Principi di diritto (Massima)
È configurabile il concorso materiale e non l’assorbimento tra il reato di falso in atto pubblico e quello di truffa quando la falsificazione costituisca l’artificio per commettere la truffa. Non ricorre in tal caso l’ipotesi del reato complesso, la cui configurabilità non è desumibile dalla sola convergenza occasionale di più norme determinata dalle modalità concrete del fatto tipico. Perché il reato complesso sussista è necessario che sia la legge a prevedere un reato come elemento costitutivo o circostanza aggravante di un altro.

Il Fatto

La ricorrente è stata condannata in primo grado per il reato di falso materiale aggravato del privato in atto pubblico avente ad oggetto certificati medici.

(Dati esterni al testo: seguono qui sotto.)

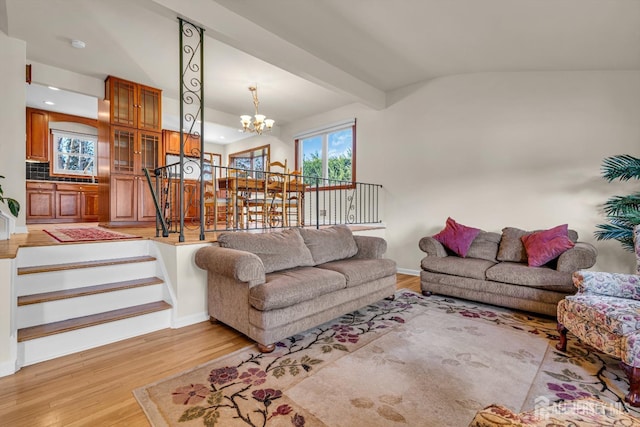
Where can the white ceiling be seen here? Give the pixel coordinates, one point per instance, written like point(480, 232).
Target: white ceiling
point(310, 56)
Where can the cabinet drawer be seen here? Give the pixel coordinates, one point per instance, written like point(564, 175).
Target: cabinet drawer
point(44, 186)
point(76, 187)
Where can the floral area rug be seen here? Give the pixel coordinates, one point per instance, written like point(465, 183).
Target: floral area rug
point(423, 361)
point(86, 234)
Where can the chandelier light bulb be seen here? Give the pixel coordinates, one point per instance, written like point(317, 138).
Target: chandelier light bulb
point(259, 121)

La Corte d’appello di Bologna, con sentenza del 30/04/2024, ha confermato la condanna.

Avverso tale pronuncia la condannata ha proposto ricorso per cassazione, articolando più motivi: l’insussistenza del concorso tra falso e truffa, la denegata applicazione dell’art. 131-bis cod. pen., la mancata riforma del bilanciamento tra circostanze di segno opposto e la denegata esclusione della recidiva contestata.

La Motivazione della Corte

Il primo motivo è stato ritenuto manifestamente infondato. La Corte territoriale aveva fatto corretta applicazione del consolidato principio secondo cui, quando la falsificazione costituisce l’artificio per commettere la truffa, tra i due reati si configura concorso materiale e non assorbimento.

La Suprema Corte ha precisato che non basta, per integrare il reato complesso, che le particolari modalità di realizzazione concreta del fatto tipico determinino una occasionale convergenza di più norme, e quindi un concorso di reati. È invece necessario che sia la legge a prevedere un reato come elemento costitutivo o circostanza aggravante di un altro.

Il Collegio ha richiamato sul punto Sez. V n. 2935 del 2018 e, con particolare riguardo alla frode assicurativa — reato per il quale la ricorrente era stata prosciolta per difetto di querela — Sez. V n. 1147 del 2024.

Il secondo e il terzo motivo sono stati dichiarati generici e versati in fatto. La Corte d’appello aveva reso motivazione esauriente e logica sui profili della denegata applicazione dell’art. 131-bis cod. pen., del bilanciamento tra circostanze e della recidiva, senza che il ricorso si confrontasse con essa. Quanto alla recidiva, la doglianza proposta in appello era già generica e inammissibile; in ogni caso dalla sentenza emergono le ragioni del diniego, ancorate alla reiterazione delle condotte e alla specificità di alcuni precedenti.

Il ricorso è stato pertanto dichiarato inammissibile, con condanna della ricorrente al pagamento delle spese processuali e della somma di euro 3.000 in favore della Cassa delle ammende.